В конце мая меня перевели весовщиком на станцию Крутую Волго-Донской ветки, а в июне я получил из Борисоглебска от приятеля переплетчика письмо, в котором переплетчик извещал меня, что Баженов застрелился в июне, у кладбища. В письме была вложена записка Баженова:
"Миша, продай мои вещи и заплати хозяевам квартиры 7 р. 30 к. А книги Узвелля переплети и пошли на Крутую, Пешкову, Максимычу, "башке". Спенсера тоже ему. Остальные - тебе. Пачку книг на латинском и греческом пошли в Киев, адрес вложен в них. Прощай, друг! Б."
Прочитав записку, я испытал оглушающий удар в сердце. Трудно было помириться с уходом из жизни такого, казалось, крепкого духом, трезвого человека.
Что убило его?
Мне вспомнилось, что однажды, в трактире, угощая меня пивом и немного захмелев, он, вдруг, сказал мне:
- Знаете, Максимыч, какая самая лучшая песня в этом мире?

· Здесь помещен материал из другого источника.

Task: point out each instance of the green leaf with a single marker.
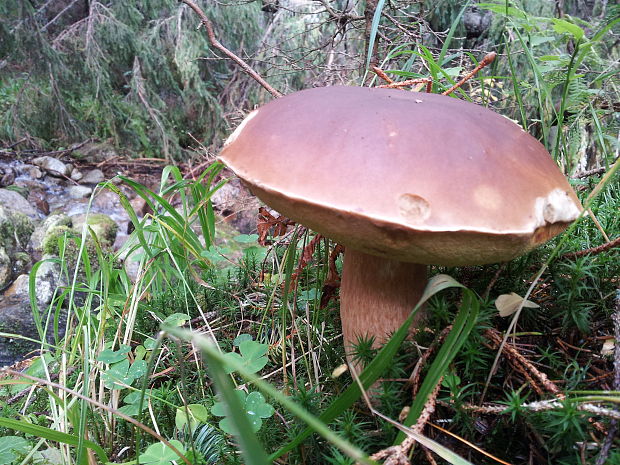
(462, 326)
(215, 254)
(52, 435)
(177, 319)
(12, 447)
(241, 338)
(160, 454)
(132, 404)
(375, 368)
(564, 27)
(121, 374)
(254, 406)
(113, 356)
(246, 238)
(197, 414)
(252, 356)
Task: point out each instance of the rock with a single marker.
(93, 177)
(16, 318)
(19, 286)
(139, 206)
(6, 271)
(35, 172)
(39, 199)
(107, 201)
(40, 233)
(95, 152)
(15, 231)
(76, 175)
(15, 202)
(104, 227)
(49, 278)
(79, 192)
(52, 165)
(7, 177)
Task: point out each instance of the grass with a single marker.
(215, 354)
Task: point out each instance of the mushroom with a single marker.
(403, 180)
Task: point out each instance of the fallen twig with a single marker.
(486, 61)
(216, 43)
(514, 355)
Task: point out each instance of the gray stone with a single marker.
(93, 177)
(16, 318)
(52, 165)
(76, 175)
(79, 192)
(15, 202)
(5, 268)
(95, 152)
(104, 227)
(19, 286)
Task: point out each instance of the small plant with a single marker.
(251, 358)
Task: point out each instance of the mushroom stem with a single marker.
(376, 296)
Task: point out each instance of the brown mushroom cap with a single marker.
(415, 177)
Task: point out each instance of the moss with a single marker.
(14, 225)
(50, 241)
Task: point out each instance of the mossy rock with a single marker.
(15, 228)
(23, 191)
(42, 231)
(50, 244)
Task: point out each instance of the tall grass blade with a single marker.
(374, 28)
(51, 435)
(375, 368)
(463, 324)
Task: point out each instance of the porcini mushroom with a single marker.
(403, 180)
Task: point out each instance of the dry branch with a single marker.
(216, 43)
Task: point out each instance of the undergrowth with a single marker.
(225, 352)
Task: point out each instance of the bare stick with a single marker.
(487, 60)
(594, 250)
(216, 43)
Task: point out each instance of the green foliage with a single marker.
(252, 355)
(253, 405)
(161, 454)
(11, 447)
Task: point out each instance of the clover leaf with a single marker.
(121, 374)
(254, 406)
(113, 356)
(197, 414)
(161, 454)
(11, 447)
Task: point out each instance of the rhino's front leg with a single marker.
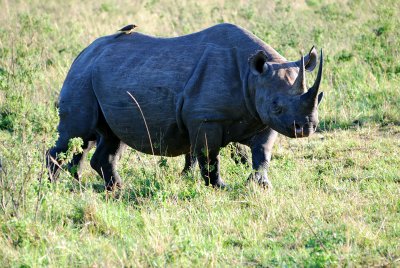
(206, 143)
(261, 149)
(209, 168)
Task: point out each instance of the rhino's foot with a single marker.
(220, 184)
(261, 179)
(114, 186)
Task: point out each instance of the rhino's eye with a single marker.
(276, 108)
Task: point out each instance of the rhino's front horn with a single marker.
(299, 85)
(309, 99)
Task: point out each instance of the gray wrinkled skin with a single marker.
(197, 93)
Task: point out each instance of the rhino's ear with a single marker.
(310, 60)
(257, 62)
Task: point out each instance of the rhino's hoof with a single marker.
(111, 187)
(220, 185)
(263, 181)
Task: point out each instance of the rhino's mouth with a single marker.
(303, 131)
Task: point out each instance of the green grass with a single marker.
(336, 194)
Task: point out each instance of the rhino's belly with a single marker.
(146, 121)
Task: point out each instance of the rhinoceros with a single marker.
(191, 94)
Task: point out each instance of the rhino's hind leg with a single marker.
(105, 159)
(76, 127)
(75, 166)
(190, 163)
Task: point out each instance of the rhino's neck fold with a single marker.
(250, 95)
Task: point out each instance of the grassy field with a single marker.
(336, 196)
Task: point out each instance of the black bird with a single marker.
(128, 29)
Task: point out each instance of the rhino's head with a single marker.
(282, 99)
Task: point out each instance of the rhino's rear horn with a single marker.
(299, 85)
(309, 99)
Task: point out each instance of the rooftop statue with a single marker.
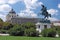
(44, 12)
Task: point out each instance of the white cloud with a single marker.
(9, 1)
(32, 4)
(52, 11)
(13, 1)
(53, 19)
(58, 5)
(5, 8)
(3, 1)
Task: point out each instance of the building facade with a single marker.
(39, 22)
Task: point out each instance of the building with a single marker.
(56, 23)
(40, 23)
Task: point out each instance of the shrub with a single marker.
(49, 32)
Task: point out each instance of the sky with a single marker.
(30, 8)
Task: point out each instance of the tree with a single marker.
(1, 23)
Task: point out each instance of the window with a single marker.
(45, 26)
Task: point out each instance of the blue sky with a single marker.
(30, 8)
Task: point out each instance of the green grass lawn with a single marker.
(26, 38)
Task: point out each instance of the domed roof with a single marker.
(12, 11)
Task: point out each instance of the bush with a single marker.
(31, 32)
(17, 30)
(27, 29)
(49, 32)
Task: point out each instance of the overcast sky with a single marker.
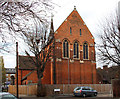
(91, 11)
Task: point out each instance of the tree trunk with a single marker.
(41, 90)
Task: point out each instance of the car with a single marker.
(7, 95)
(84, 91)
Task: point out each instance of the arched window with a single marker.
(85, 51)
(66, 49)
(76, 50)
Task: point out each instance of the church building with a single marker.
(74, 55)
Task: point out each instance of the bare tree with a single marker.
(17, 16)
(29, 21)
(109, 44)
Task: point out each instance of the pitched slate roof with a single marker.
(26, 63)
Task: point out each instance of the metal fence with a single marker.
(64, 88)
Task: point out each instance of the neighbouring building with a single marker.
(10, 75)
(75, 61)
(106, 74)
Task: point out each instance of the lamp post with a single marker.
(69, 69)
(17, 94)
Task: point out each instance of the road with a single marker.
(100, 96)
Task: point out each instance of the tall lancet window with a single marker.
(65, 49)
(70, 30)
(76, 50)
(85, 51)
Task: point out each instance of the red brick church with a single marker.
(75, 61)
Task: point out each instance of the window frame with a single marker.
(85, 51)
(76, 50)
(66, 44)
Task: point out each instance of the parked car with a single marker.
(7, 95)
(84, 91)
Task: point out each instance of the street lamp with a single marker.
(68, 69)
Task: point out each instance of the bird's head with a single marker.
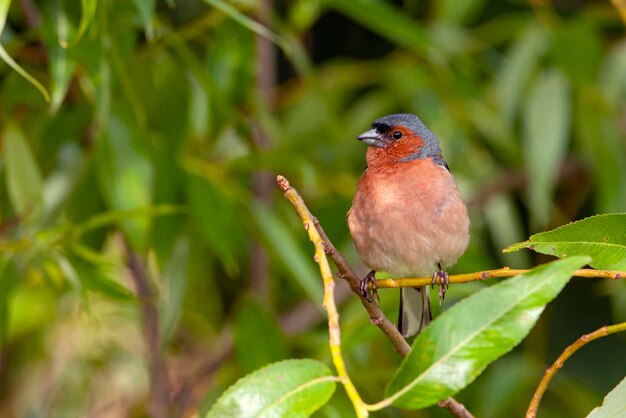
(399, 138)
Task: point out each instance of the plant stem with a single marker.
(377, 317)
(488, 274)
(551, 372)
(329, 300)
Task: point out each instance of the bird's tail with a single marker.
(414, 310)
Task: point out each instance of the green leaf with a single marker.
(24, 182)
(455, 348)
(614, 404)
(176, 275)
(125, 175)
(290, 389)
(146, 13)
(8, 279)
(601, 237)
(4, 11)
(256, 327)
(88, 11)
(62, 65)
(96, 278)
(516, 69)
(4, 55)
(546, 126)
(376, 15)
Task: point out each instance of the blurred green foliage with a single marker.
(147, 148)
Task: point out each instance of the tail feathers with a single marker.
(414, 310)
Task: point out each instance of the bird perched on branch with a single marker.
(407, 217)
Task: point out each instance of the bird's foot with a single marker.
(441, 279)
(366, 292)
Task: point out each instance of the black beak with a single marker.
(372, 138)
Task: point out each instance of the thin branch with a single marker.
(329, 300)
(377, 317)
(159, 378)
(543, 385)
(620, 5)
(488, 274)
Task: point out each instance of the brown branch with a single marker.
(551, 372)
(488, 274)
(262, 180)
(377, 317)
(620, 5)
(159, 377)
(329, 297)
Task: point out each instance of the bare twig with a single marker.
(262, 180)
(488, 274)
(543, 385)
(159, 378)
(329, 299)
(377, 317)
(620, 5)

Наклонился через стол и, глядя в глаза мне глазами доброго медведя, тихонько мягким баском пропел печально:
Quand j'etais petit
Je n'etais pas grand,
J'allais a l'ecole
Comme les petits enfants...
Пропел, и глаза его стали влажными.
- Прелестная песенка, честное слово. Такая простота в ней и, знаете, такая смешная печаль...
Он перевел слова песни на русский язык, я не понял, чем восхищается в ней - почти до слез - этот волосатый, большой, умный человек...
После - я видел не мало людей, убитых "смешной печалью".
Через несколько месяцев жизнь, сурово, но заботливо воспитывая меня, напомнила мне о Петровском, заставив испытать одно из наиболее тяжких впечатлений бытия моего.
В Москве, в грязном трактире, где-то около Сухаревой башни, за стол против меня сел длинный, тощий человек в очках; его костлявое лицо, остренькая бородка, жидкие - в стрелку - усы напомнили мне Дон-Кихота рисунков Дорэ. На нем висел синий пиджак, явно чужой, нанковые серые штаны с заплатами на коленях были смешно коротки, на одной ноге - резиновая галоша, на другой - кожаный опорок сапога. Покручивая кончики усов, острые как шилья, он голодно осмотрел меня мутными глазами, встал, прилепив очки к седым бровям, и, пошатываясь, разводя руками, как слепой, подошел ко мне:
- Присяжный поверенный Гладков.
Грязными пальцами расписался с росчерком в воздухе и повторил внушительно:
- Алексей Гладков.
Говоря хрипло, он вертел шеей, точно его душила петля, невидимая мне.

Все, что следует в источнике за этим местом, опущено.